Poland claims with some validity that it was first to undermine Communist rule.
First, through the Solidarity union formed during the strikes of 1980, which quickly became a movement of national liberation before the introduction of martial law in 1981. Although Solidarity was driven underground, it succeeded in shaking communism to the core by destroying the myth that the Communist Party represented the working classes.
Led by Walesa, Solidarity refused to cut a deal with the authorities through the grim 1980s, until another round of strikes so weakened the Communists that they were forced to open negotiations with the opposition in the spring of 1989.
The party reluctantly agreed to allow for partly free elections on June 4, 1989. The idea was that the Communists would still get to keep a lock on 65 percent of the seats in parliament, while allowing the opposition to vent a bit of steam by competing for the rest. The apparatchiks ruling the country since 1944 hoped to be able to co-opt part of the opposition to spread the blame for the country’s obvious economic collapse and to gain some social support for the drastic steps needed to repair it.
On the day of the election, Walesa thought that the opposition would win about two-thirds of the seats allotted to it, but that Communists would continue to rule the country for the foreseeable future. Overconfident party members were even considering the possibility that candidates linked with Solidarity wouldn’t win a single seat.
Instead, given their first chance in five decades to express what they thought of the Communists, voters trounced the party, which didn’t win a single seat in the first round and won only one in the second.
By August, Poland had formed its first non-Communist government since the war, giving the tottering Soviet empire a firm, although not final, kick.
“Over the first months we were walking on very thin ice,” says Adam Michnik, a leading dissident and founder of the Gazeta Wyborcza, a newspaper created to give voice to the opposition before the 1989 elections and now the country’s largest serious daily. “The party still held the police and the army. We were surrounded by Communist countries and Russian soldiers were still based in Poland.”
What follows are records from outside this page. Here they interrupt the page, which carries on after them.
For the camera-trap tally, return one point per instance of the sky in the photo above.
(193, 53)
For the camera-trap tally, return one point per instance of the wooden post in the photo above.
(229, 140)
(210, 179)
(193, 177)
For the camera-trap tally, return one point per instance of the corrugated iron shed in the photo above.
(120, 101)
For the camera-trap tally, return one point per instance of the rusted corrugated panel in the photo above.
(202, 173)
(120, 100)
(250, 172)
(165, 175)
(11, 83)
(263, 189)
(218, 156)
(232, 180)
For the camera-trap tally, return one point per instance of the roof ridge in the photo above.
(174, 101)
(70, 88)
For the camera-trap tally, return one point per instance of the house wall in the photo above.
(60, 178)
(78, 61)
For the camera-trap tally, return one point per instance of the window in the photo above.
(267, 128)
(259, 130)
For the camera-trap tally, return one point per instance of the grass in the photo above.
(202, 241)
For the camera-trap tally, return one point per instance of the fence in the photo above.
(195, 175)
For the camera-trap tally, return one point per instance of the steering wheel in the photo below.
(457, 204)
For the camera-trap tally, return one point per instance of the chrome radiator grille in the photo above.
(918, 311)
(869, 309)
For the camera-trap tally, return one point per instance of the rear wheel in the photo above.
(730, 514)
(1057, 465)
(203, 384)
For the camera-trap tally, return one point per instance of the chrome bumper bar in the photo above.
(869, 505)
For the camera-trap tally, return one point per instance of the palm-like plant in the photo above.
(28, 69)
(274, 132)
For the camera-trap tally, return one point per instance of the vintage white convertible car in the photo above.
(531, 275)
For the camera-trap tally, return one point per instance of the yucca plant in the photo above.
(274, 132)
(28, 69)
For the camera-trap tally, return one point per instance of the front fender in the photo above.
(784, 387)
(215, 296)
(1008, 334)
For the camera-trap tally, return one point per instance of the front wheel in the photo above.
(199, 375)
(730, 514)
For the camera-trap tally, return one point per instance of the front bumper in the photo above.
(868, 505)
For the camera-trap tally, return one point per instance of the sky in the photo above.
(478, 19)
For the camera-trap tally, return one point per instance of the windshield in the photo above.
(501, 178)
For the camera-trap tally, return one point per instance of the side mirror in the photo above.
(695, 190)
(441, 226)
The Polish dash for freedom proved to be the catalyst needed to shake the surrounding Soviet satellites. That summer saw thousands of East Germans run for the west through Hungary and Czechoslovakia, while an initially small protest movement in East Germany gained steam.
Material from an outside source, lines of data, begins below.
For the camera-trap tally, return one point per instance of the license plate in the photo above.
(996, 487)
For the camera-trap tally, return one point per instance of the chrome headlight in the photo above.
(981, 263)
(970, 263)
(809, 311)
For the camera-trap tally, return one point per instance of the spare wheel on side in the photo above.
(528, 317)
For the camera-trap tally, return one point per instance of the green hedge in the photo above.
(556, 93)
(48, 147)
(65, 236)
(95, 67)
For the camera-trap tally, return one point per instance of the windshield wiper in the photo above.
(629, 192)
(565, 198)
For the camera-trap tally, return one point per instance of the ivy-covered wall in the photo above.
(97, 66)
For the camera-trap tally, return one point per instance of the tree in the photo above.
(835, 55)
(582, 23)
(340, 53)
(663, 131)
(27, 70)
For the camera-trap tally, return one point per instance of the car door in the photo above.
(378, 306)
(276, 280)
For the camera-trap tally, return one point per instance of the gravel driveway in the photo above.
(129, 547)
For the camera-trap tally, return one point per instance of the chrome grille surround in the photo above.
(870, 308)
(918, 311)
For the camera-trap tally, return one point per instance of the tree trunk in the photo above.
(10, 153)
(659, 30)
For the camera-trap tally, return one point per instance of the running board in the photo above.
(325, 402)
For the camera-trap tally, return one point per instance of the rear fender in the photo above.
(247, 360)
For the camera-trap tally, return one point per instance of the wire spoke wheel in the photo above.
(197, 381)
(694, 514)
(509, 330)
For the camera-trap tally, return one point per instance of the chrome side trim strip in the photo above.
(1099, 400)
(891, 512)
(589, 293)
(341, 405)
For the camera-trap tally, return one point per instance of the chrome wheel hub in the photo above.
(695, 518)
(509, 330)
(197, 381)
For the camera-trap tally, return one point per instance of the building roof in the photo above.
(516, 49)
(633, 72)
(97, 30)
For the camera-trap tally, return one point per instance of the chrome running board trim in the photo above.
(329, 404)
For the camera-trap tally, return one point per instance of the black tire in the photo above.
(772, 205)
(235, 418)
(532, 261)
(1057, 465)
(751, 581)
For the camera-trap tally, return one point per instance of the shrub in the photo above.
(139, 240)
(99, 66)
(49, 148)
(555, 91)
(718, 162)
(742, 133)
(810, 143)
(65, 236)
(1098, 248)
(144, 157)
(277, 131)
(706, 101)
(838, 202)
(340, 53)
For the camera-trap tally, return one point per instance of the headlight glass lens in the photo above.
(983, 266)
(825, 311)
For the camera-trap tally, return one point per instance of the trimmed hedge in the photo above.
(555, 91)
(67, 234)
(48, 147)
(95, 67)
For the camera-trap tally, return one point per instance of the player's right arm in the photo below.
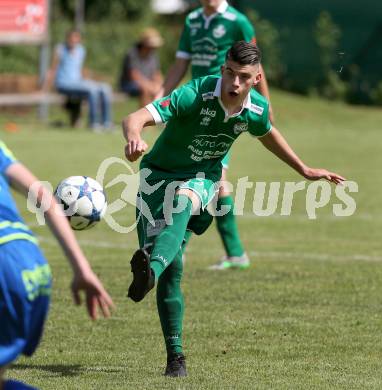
(84, 278)
(132, 127)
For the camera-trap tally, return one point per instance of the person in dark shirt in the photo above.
(141, 75)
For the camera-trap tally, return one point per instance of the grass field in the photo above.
(306, 315)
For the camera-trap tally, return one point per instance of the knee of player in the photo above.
(184, 196)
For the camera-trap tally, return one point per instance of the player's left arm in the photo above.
(22, 179)
(132, 127)
(277, 144)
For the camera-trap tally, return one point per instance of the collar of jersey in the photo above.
(221, 9)
(246, 104)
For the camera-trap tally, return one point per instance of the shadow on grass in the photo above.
(61, 369)
(66, 370)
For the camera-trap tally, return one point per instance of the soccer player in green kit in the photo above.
(208, 33)
(203, 118)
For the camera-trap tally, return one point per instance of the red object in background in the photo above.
(11, 127)
(23, 21)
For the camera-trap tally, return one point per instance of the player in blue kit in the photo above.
(25, 276)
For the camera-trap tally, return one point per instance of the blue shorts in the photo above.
(25, 286)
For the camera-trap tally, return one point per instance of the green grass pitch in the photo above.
(306, 315)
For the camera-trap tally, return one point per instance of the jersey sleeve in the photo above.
(181, 102)
(260, 124)
(6, 157)
(184, 48)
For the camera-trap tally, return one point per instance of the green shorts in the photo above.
(152, 207)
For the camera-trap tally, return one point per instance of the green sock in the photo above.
(171, 305)
(170, 239)
(228, 230)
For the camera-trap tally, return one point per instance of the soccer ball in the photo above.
(83, 200)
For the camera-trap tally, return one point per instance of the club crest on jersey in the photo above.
(255, 108)
(207, 95)
(240, 127)
(205, 121)
(219, 31)
(208, 112)
(165, 103)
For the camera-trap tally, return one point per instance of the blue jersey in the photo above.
(12, 226)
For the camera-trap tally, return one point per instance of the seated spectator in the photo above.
(67, 73)
(141, 75)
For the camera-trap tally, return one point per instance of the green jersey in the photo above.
(205, 40)
(199, 131)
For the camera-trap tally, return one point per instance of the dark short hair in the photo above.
(244, 53)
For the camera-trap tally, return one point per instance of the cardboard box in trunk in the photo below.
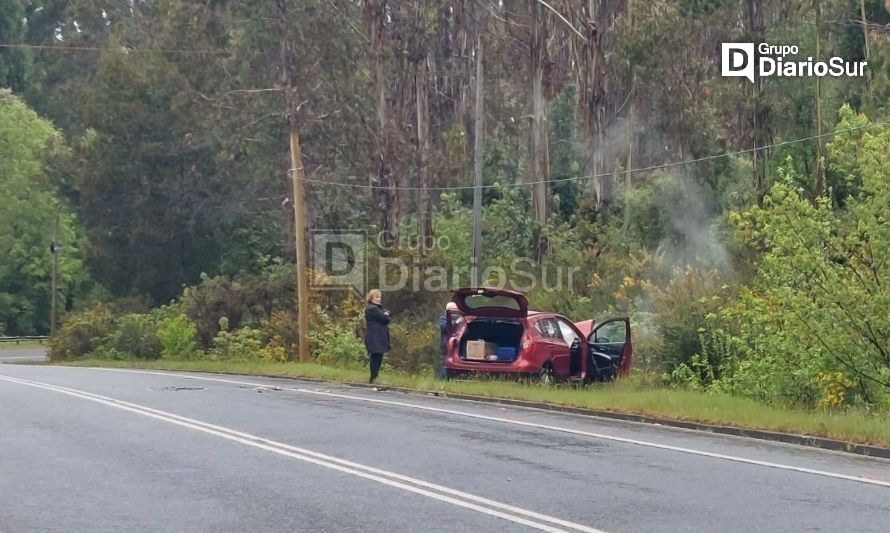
(480, 350)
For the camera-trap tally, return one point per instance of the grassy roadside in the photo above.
(852, 426)
(23, 344)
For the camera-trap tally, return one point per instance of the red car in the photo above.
(499, 335)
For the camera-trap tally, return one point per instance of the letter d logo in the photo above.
(737, 59)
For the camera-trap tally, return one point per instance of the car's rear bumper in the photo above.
(519, 366)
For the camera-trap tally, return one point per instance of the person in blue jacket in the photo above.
(376, 331)
(448, 322)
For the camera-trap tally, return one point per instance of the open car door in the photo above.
(611, 347)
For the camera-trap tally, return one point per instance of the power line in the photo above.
(125, 49)
(606, 174)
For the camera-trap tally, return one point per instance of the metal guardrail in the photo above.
(18, 340)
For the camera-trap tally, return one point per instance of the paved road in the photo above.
(105, 450)
(13, 354)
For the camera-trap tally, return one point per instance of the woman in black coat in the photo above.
(376, 331)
On Nov. 9 the Berlin Wall was breached by thousands of euphoric Germans. The event was broadcast live around the world, and quickly became the symbolic marker of the end of Communism in Europe, much to the irritation of Poles, who felt they were being given short shrift by the world’s media.
Since then Poland has tried to make June 4 a key international anniversary, without success, mainly because round-table negotiations followed by peaceful elections are a lot less visually grabbing than the dramatic scenes in Berlin.
Poland has also not helped its commemorative cause by the nasty fighting that has broken out over this year’s 20th anniversary. Militant unions representing shipyard workers, who may lose their jobs under a planned restructuring, have threatened to disrupt ceremonies planned for Gdansk outside the gates of the shipyard where Solidarity was born.
Donald Tusk, the prime minister, ended up moving part of the celebrations to the southern city of Krakow, while his rival, President Lech Kaczynski, promised to be at the shipyard with the workers.
Rubbing salt in the wound, the European Commission recently published an online video in which Poland got short shrift for its contributions to ending communism, provoking local outrage.
“The choice of scenes and materials lead to the conclusion that the film shows the last 20 years only through the perspective of East Germany,” complained Jan Tombinski, Poland’s EU ambassador.
The commission quickly amended the video, but Poland’s task of changing the world’s perception about 1989 seems out of reach.